I didn't go for the 8-pack for my HP, but the (fully charged) voltage for the 3500mAh for my phone (OEM was 1800mAh) was just very slightly over the OEM one. Similar for the battery, replacement and OEM, in my P&S camera -- but those are both the same physical size.
I suspect the charging voltage on this 11.1v is somewhere around 14v.
So I'm guessing that they need 19 for charging and powering at the same time.
I've done some googling around and that does seem to be the case. However it seems to be a design decision to stack the cells that way. Whether this is because the previous generation -- the days of "lug-ables" -- of power packs was 19V and they stuck with that, I don't know. I'm convinced it is a design decision because the cells in my phone and in my tablet are stacked to be able to charge of 5V. I have no doubt that these are the same basic cell technology, Lithium Ion cells with a maximum charging voltage of 4.2VDC. Its all about how they are stacked.
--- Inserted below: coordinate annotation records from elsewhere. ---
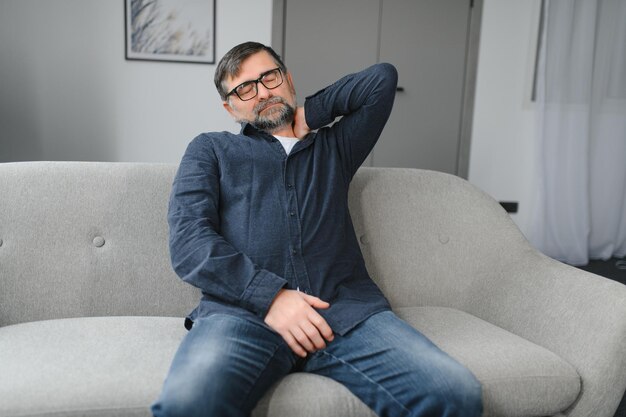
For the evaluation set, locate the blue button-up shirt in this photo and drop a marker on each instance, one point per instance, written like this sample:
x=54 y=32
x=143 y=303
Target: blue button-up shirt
x=246 y=219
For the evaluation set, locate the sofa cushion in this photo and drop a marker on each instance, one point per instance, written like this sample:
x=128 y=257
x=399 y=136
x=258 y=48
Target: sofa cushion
x=115 y=366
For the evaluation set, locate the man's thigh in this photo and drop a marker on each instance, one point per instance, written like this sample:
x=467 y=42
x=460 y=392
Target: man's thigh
x=222 y=368
x=397 y=371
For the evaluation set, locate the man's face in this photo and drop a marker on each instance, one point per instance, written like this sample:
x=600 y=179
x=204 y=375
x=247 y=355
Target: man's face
x=270 y=109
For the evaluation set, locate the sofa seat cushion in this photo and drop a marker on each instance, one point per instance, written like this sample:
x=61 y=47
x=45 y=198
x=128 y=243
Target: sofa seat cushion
x=519 y=378
x=97 y=366
x=115 y=366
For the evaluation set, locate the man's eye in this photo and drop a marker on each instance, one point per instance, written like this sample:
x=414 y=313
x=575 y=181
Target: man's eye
x=244 y=88
x=270 y=77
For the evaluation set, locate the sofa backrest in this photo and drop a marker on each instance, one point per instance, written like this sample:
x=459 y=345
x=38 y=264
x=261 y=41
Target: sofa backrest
x=86 y=239
x=90 y=238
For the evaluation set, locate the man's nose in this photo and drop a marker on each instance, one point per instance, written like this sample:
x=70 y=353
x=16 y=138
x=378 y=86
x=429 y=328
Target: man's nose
x=263 y=92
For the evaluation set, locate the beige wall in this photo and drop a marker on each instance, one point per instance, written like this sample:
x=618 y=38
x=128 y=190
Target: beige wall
x=67 y=92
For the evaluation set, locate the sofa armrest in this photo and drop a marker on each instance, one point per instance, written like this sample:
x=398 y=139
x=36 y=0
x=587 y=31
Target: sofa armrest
x=577 y=315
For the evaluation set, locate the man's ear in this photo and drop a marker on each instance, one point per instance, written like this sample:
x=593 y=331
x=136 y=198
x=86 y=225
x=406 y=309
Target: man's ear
x=290 y=81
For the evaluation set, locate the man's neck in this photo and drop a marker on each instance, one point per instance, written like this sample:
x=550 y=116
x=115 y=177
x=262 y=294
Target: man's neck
x=286 y=131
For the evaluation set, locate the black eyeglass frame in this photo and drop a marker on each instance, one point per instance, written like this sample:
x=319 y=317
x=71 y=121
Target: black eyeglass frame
x=256 y=84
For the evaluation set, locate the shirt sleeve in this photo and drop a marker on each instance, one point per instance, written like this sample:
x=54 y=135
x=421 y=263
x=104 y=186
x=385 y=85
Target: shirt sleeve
x=365 y=100
x=199 y=254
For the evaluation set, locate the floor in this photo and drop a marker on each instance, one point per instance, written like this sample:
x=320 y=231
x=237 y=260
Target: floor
x=614 y=269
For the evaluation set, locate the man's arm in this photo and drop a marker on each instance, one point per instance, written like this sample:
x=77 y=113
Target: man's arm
x=365 y=100
x=199 y=254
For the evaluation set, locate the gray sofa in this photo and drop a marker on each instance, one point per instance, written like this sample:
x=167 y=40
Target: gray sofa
x=91 y=312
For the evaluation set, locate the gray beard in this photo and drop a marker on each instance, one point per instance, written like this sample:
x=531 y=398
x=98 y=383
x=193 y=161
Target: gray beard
x=279 y=118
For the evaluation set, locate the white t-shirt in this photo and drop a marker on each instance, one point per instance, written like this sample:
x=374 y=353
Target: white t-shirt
x=287 y=142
Four cell in series would amount to 16.8V. The 8-cell option for my HP laptop would have been 2 parallel strings of 4, that is the 16.8V. 19 minus 16,8 leaves 2.4V for the electronics. HMMMMM. Maybe its only 'headroom' allowing for losses The six cell does 12.6V which gives more 'headroom'. Of course this is all speculation.
When running on battery they may need step-down dc-to-dc regulators inside for all the peripherals, and god only knows what for the screen.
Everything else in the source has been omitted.